By KATRINA GULSTAD
Ballet West’s Feb. 6 performance of “The Sleeping Beauty” was like an untimely alarm clock for the experienced theater-goer. The local troupe sought to transform Capitol Theater into a fairy tale world, but just when the dream seemed real, a buzzer sounded and reality set in.
The classic ballet based on Perrault’s fairy tale and set to Tchaikovsky’s score is worth seeing for the core artistry alone. But like a stay in an uptown hotel, the fancy setting and pillow mint do not make up for the lumpy bed.
The overall performance merited applause, yet lost its sparkle in the smaller details like costumes, staging and synchronicity of the dancers.
Ballet West Artistic Director Jonas Kage said in a news release, “classics should not be left as museum pieces, but presented as dynamic tales of theater, music and dance that make sense to the new generation.” Kage succeeds in one sense — the ballet makes sense — however, it does not make an impact.
Perhaps the best example was the Act III dance, “Grand Pas de Deux,” shared between dancers Tong Wang as the Prince and Maggie Wright as Aurora. The pair began well. Their movements flowed together and portrayed the love their characters shared. Each move by her was carefully supported by him. The resulting emotion drew the audience in as though a part of the wedding — until a mistake broke the dancers’ flow and the audience’s trance. In a side-by-side turn, the Prince bobbled and came out of sync with Aurora. Though he quickly recovered, it was too late to regain the same mood.

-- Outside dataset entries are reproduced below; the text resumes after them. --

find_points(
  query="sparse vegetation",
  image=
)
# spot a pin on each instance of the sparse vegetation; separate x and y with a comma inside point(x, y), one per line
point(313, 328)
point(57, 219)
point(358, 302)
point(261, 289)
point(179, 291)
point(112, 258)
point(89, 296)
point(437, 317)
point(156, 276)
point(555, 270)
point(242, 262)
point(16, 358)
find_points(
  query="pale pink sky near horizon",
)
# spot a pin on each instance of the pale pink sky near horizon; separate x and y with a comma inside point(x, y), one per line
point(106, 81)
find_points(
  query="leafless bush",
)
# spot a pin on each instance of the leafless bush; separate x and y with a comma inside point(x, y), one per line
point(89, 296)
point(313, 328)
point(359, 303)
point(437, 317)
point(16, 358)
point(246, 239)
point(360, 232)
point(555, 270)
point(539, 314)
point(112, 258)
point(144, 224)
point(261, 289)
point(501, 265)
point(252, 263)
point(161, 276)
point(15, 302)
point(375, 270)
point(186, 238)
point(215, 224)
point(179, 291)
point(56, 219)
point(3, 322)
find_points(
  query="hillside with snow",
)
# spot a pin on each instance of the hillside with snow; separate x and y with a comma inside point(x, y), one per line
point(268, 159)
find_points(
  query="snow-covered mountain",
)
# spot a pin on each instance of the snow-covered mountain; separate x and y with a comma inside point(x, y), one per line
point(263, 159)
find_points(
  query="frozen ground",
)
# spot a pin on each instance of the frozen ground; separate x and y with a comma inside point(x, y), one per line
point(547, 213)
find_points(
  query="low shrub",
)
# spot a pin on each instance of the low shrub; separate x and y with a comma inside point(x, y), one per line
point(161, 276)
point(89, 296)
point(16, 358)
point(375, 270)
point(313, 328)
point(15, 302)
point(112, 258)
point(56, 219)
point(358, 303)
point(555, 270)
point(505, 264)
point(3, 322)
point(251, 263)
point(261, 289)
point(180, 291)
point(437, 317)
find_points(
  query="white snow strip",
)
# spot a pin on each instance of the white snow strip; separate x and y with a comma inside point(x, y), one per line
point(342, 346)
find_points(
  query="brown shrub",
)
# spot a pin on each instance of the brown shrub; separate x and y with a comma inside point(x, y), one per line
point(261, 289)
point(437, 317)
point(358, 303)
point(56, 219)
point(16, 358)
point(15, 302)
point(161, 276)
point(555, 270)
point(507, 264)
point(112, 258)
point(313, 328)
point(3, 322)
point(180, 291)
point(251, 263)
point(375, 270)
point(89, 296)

Also, members of the troupe were similarly out of sync during chorus dances. Arms and legs moved nearly together, but not quite. And in ballet, even one wrong movement can stand out.
The group dances work much like a chorus line, where timing is of essence. But the dances of the courtiers, village maidens and village youths were not quite in sync, and lost meaning because of these mistakes in timing.
Nevertheless, the performance was not without talent. Despite his Act III error, Tong Wang’s stage presence cannot be denied. His athletic leaps nearly brought the audience to their feet, as did the grace of his partner, Maggie Wright.
Wendee Fiedeldey and Jeffrey Rogers, as Princess Florine and The Blue Bird, respectively, were the highlight of Act III. Their light, fluttery moves effectively mimicked those of a true bird, and gained the audience’s attention and praise.
Acts II and III were well worth staying past intermission. The dancers don brighter, more eye-catching costumes, changing from the predominant peach of the performance’s first half to a crisper blue and green. And the scenery, designed by Peter Cazalet, gives the effect of the enchanted forest without taking attention away from the dancers.
While the Prologue and Act I tell how Princess Aurora was doomed to a hundred-year sleep, the following two acts tell the love story of Aurora and the Prince.
Amidst the somber faces of the courtiers was Bene Arnold as the animated Fairy Carabosse, the ballet’s antagonist. Arnold brought life and levity to more otherwise mellow scenes in the Prologue and Act I. Her deep-green costume and extreme facial expressions spotlighted the character’s evil nature. Arnold’s talent showed more in her expression than in her dance, for her character does not perform many technically-difficult solos. Though a bit overzealous, Arnold dominated her scenes through expression.
But none of the dancers could have portrayed such emotion without the accompaniment of the Utah Chamber Orchestra.
Live music has its pros and cons, but in this case the benefits overrule any mishaps. The Utah Chamber Orchestra was not mistake-free. There was an occasional wrong note or instrument out-of-tune. But the orchestra had a rich tone that carried the performance.
Tchaikovsky’s score is fairly difficult, with finger-tying solos for the piccoloist, clarinetist and others. Reminiscent of “The Nutcracker Suite,” the score for “The Sleeping Beauty” has an overall upbeat character. The bass instruments and horns help to create mystery, while the lighter woodwinds bring a livelier tone.
The orchestra, like the scenery, is successful in not overpowering the dancers. The music complements the overall mix and adds to the performance.
Ballet West’s “The Sleeping Beauty” was an overall solid performance. To the trained eye, mistakes were present, but most likely not to the general audience. And mistakes like faulty steps can change from performance to performance.
“The Sleeping Beauty” will be performed 7:30 p.m. at Salt Lake City’s Capitol Theater through Saturday, with a 2 p.m. matinee that day. Tickets can be purchased through the ArtTix Box Office or at any Albertson’s ArtTix outlet, or by calling 355-ARTS. Discounts are available for students and groups of 15 or more.